2 Asie : une croissance un peu inférieure à 5% attendue en 2025 et 2026
Au premier semestre 2025, la hausse de la croissance en Asie a largement reposé sur l’accélération des exportations, en particulier de semi-conducteurs et d’équipements liés à l’intelligence artificielle. L’anticipation d’une forte augmentation des droits de douane américains a conduit les entreprises à accroître leurs exportations avant l’entrée en vigueur de ces mesures. Alors que les performances sont restées contrastées dans le reste de la région, la croissance s’est renforcée en Chine et en Inde (voir tableau 2). En Chine, le PIB a progressé sur un an de 5,2 % au second trimestre, stimulé par la hausse des exportations nettes, des investissements et des dépenses publiques. Le PIB de l’Inde a progressé sur la même période de près de 8%. Les achats anticipés de produits électroniques ont soutenu l’activité dans certains pays d’Asie (Thaïlande, Indonésie Philippines, Malaisie). Malgré une hausse temporaire des prix du pétrole provoquée par les tensions au Moyen-Orient, l’inflation est restée maitrisée dans la région. La plupart des monnaies s’apprécient face au dollar américain, fragilisé par l’incertitude politique et économique aux États-Unis. La hausse des droits de douane américains constitue le principal risque pour l’Asie, cette augmentation pouvant s’appliquer à un plus grand nombre de produits que ce qui est prévu pour le moment.
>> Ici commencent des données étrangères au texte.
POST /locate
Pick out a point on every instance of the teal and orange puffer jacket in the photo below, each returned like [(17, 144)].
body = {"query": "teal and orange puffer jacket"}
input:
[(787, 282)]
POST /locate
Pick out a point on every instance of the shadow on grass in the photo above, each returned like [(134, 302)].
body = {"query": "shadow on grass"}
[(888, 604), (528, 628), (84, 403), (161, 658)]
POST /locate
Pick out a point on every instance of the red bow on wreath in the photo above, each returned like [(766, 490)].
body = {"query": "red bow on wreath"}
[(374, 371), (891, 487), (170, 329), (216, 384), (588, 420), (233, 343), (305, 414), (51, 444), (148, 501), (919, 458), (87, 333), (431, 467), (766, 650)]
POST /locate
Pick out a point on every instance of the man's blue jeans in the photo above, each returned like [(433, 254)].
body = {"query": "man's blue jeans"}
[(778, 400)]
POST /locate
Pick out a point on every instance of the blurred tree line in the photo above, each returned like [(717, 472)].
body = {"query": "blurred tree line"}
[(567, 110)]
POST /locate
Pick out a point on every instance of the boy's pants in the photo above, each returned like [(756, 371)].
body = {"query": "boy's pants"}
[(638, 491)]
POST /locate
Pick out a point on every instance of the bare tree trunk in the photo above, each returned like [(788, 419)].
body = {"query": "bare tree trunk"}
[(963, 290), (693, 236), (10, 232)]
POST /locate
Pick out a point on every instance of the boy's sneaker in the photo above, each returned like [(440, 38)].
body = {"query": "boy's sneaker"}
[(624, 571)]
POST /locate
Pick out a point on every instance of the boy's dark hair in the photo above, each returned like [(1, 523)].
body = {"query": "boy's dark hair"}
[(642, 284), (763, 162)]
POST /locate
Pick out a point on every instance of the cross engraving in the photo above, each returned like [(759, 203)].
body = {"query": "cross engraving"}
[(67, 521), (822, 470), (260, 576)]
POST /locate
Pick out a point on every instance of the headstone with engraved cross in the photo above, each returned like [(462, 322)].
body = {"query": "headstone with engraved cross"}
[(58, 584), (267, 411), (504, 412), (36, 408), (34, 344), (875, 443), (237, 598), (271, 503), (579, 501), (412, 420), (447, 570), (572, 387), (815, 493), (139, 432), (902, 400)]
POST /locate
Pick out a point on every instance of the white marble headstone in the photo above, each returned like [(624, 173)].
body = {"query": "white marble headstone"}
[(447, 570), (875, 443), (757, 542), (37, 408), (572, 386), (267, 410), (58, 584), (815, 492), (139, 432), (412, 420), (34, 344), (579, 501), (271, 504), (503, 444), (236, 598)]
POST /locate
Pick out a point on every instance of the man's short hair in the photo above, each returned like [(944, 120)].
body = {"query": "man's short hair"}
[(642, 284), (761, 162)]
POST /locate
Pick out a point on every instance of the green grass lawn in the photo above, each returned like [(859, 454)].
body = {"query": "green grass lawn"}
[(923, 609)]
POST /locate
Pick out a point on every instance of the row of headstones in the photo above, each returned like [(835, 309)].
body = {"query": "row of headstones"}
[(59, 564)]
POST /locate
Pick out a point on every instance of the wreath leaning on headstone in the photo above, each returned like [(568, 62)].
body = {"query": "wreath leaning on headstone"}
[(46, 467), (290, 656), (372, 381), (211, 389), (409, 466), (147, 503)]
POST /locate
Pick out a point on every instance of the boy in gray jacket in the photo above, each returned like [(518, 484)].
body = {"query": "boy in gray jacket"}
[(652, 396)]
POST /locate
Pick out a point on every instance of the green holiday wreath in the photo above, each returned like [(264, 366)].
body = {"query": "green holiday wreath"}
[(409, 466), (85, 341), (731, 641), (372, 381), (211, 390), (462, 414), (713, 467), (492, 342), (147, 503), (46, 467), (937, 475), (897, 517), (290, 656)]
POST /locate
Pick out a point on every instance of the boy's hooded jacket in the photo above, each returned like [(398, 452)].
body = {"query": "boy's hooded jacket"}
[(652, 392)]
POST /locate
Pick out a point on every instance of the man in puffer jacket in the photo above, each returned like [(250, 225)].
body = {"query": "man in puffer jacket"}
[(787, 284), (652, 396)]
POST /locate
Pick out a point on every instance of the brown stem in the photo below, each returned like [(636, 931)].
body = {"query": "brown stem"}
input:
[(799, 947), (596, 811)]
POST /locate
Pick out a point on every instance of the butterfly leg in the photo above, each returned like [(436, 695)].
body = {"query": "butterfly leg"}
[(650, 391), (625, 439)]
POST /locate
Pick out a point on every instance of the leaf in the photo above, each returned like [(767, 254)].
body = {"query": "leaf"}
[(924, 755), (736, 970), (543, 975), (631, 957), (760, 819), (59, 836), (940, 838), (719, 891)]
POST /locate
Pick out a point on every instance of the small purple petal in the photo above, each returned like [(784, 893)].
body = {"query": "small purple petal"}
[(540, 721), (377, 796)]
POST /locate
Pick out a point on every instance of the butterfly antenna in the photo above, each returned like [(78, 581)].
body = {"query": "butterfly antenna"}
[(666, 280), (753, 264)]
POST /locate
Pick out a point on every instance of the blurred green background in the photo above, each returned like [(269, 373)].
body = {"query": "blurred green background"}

Poids | 2024 | 2025 | 2026 | |
---|---|---|---|---|
Corée du sud | 6,8 | 2,0 | 1,0 | 1,8 |
Asie en développement rapide | 20,3 | 4,4 | 4,0 | 3,4 |
Taiwan | 3,9 | 4,8 | 4,4 | 2,0 |
Hong Kong | 1,5 | 2,5 | 2,5 | 2,0 |
Singapour | 0,9 | 4,4 | 2,3 | 1,8 |
Thaïlande | 3,6 | 2,5 | 2,0 | 1,8 |
Indonésie | 6,0 | 5,0 | 5,0 | 4,9 |
Malaisie | 1,7 | 5,1 | 4,1 | 4,0 |
Philippines | 2,6 | 5,7 | 5,6 | 5,6 |
Chine | 48,5 | 5,0 | 4,9 | 4,6 |
Inde | 24,4 | 6,5 | 6,4 | 6,5 |
Asie hors Chine | 51,5 | 5,1 | 4,8 | 4,7 |
Total | 100,0 | 5,0 | 4,8 | 4,6 |
Sources : CEIC, prévision OFCE octobre 2025. |
En Inde, le PIB a enregistré une croissance de 7,4 % au deuxième trimestre sur un an, confirmant son statut d’une des économies les plus dynamiques du monde. Relativement peu intégrée au commerce mondial, l’Inde devrait être moins affectée par le relèvement des tarifs douaniers américains que ses voisins, malgré leur taux particulièrement élevé. Sa croissance repose surtout sur la demande intérieure : la consommation des ménages a progressé de 7,0 % sur un an, contre 6,0 % au trimestre précédent. L’investissement public, moteur traditionnel de la croissance, a été dynamique également. L’inflation indienne a reculé à 2,1 % en août, grâce à une bonne récolte, mais reste soumise à la volatilité des prix alimentaires. La réélection de Narendra Modi pour un troisième mandat en 2024 s’accompagne de mesures de soutien, comme la baisse des taux de la taxe sur les biens et services et d’importants investissements publics. Ceci permettrait à l’Inde de maintenir une croissance à 6,5% en 2026.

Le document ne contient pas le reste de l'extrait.